In the rear of a panel truck parked at the curb some twelve feet south of the entrance to 812 Crane, Steve Carella sat behind the recording equipment that was locked into the frequency of the four bugs. He knew that in some neighborhoods a phony truck was as readily recognizable as the cop on the beat. Put a man in the back of a fake delivery truck, park the truck on the street and start taking pictures of people going in and out of a candy store suspected of being a numbers drop, and all of a sudden the neighborhood was full of budding stars and starlets, all of whom knew there was a cop-photographer in the back of the truck, all of whom mugged and pranced and emoted shamelessly for the movie camera, while managing to conduct not an iota of business that had anything at all to do with the policy racket. It got discouraging. But Crane Street was in one of the city’s better neighborhoods, where perhaps the citizens were not as wary of cops hiding in the backs of panel trucks doing their dirty watching and listening. Carella sat hopefully with a tuna-fish sandwich and a bottle of beer, prepared to hear and record any sounds that emanated from Arlene’s apartment.

At the bridging point seven blocks away and thirty minutes later, Arthur Brown sat behind equipment that was hooked into the telephone mike, and waited for Arlene Orton’s phone to ring. He was in radio contact with Carella in the back of his phony panel truck and could apprise him of any new development at once.

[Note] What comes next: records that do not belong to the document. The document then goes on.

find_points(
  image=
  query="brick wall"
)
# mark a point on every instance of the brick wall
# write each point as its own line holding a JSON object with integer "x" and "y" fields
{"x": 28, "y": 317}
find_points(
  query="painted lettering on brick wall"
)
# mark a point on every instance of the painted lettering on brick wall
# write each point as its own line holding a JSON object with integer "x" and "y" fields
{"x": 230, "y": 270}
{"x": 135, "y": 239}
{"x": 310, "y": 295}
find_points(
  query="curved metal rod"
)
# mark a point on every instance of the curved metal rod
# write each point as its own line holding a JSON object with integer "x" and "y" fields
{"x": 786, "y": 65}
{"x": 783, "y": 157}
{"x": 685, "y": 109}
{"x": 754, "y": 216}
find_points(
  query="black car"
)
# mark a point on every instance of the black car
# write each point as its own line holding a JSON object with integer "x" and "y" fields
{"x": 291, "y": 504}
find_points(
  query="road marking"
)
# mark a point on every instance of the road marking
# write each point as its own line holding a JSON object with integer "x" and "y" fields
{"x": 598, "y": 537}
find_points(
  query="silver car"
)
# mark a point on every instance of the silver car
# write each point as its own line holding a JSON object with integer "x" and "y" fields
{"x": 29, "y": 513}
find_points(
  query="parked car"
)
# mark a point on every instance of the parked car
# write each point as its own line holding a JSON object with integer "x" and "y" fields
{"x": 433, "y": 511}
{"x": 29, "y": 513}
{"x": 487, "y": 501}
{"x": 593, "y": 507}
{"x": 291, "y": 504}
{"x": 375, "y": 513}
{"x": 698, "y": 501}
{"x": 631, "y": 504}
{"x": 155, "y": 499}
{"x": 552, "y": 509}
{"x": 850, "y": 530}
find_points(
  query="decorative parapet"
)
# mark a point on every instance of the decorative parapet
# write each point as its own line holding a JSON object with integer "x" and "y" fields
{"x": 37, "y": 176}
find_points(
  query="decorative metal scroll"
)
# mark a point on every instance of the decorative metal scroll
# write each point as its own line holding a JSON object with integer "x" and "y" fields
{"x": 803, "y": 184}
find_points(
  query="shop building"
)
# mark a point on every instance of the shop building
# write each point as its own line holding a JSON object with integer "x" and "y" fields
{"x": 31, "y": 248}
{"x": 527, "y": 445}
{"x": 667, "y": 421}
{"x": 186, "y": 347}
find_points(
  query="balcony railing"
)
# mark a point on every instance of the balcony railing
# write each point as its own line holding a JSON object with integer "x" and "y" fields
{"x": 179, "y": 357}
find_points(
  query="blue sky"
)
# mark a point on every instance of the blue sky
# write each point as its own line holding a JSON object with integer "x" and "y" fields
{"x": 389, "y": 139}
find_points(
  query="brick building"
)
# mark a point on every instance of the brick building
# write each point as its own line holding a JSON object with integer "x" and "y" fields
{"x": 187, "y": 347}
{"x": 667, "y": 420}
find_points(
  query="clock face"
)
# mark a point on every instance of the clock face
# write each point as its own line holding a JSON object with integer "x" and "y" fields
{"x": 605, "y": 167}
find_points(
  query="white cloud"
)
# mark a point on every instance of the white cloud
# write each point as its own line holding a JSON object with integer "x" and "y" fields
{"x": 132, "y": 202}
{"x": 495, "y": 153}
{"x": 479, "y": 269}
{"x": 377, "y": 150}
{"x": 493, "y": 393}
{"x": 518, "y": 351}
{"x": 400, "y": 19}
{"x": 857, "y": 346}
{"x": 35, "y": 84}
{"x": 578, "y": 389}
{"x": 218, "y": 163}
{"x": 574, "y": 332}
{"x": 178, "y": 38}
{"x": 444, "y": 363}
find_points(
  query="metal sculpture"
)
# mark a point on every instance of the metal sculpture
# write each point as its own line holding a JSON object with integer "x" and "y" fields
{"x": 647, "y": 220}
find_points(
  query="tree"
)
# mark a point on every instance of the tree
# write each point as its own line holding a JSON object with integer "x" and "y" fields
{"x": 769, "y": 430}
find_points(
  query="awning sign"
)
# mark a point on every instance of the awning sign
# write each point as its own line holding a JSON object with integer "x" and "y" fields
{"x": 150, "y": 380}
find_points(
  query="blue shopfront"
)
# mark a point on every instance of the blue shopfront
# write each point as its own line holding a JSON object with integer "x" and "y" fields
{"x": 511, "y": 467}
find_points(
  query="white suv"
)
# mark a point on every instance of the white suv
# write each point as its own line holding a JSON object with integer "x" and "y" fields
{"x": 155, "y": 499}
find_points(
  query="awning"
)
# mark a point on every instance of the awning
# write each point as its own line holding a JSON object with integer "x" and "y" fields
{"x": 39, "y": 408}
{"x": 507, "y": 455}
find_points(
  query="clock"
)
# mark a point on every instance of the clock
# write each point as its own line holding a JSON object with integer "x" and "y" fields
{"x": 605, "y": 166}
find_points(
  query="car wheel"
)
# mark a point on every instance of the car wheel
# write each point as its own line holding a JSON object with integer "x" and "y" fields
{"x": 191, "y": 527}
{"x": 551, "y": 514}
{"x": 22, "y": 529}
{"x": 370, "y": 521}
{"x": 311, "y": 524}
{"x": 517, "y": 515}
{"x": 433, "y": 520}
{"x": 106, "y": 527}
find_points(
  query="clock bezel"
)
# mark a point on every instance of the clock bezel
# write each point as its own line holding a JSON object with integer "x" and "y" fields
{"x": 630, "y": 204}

The first call came at 12:17 P . M . The equipment tripped in automatically, and the spools of tape began recording the conversation while Brown simultaneously monitored it through his headphones.

“Hello?”

“Hello, Arlene?”

“Yes, who’s this?”

“Nan.”

“Nan? You sound so different. Do you have a cold or something?”

“Every year at this time. Just before the holidays. Arlene, I’m terribly rushed, I’ll make this short. Do you know Beth’s dress size?”

“A ten, I would guess. Or an eight.”

“Well, which?”

“I don’t know. Why don’t you give Danny a ring?”

“Do you have his office number?”

“No, but he’s listed. It’s Reynolds and Abelman. In Calm’s Point.”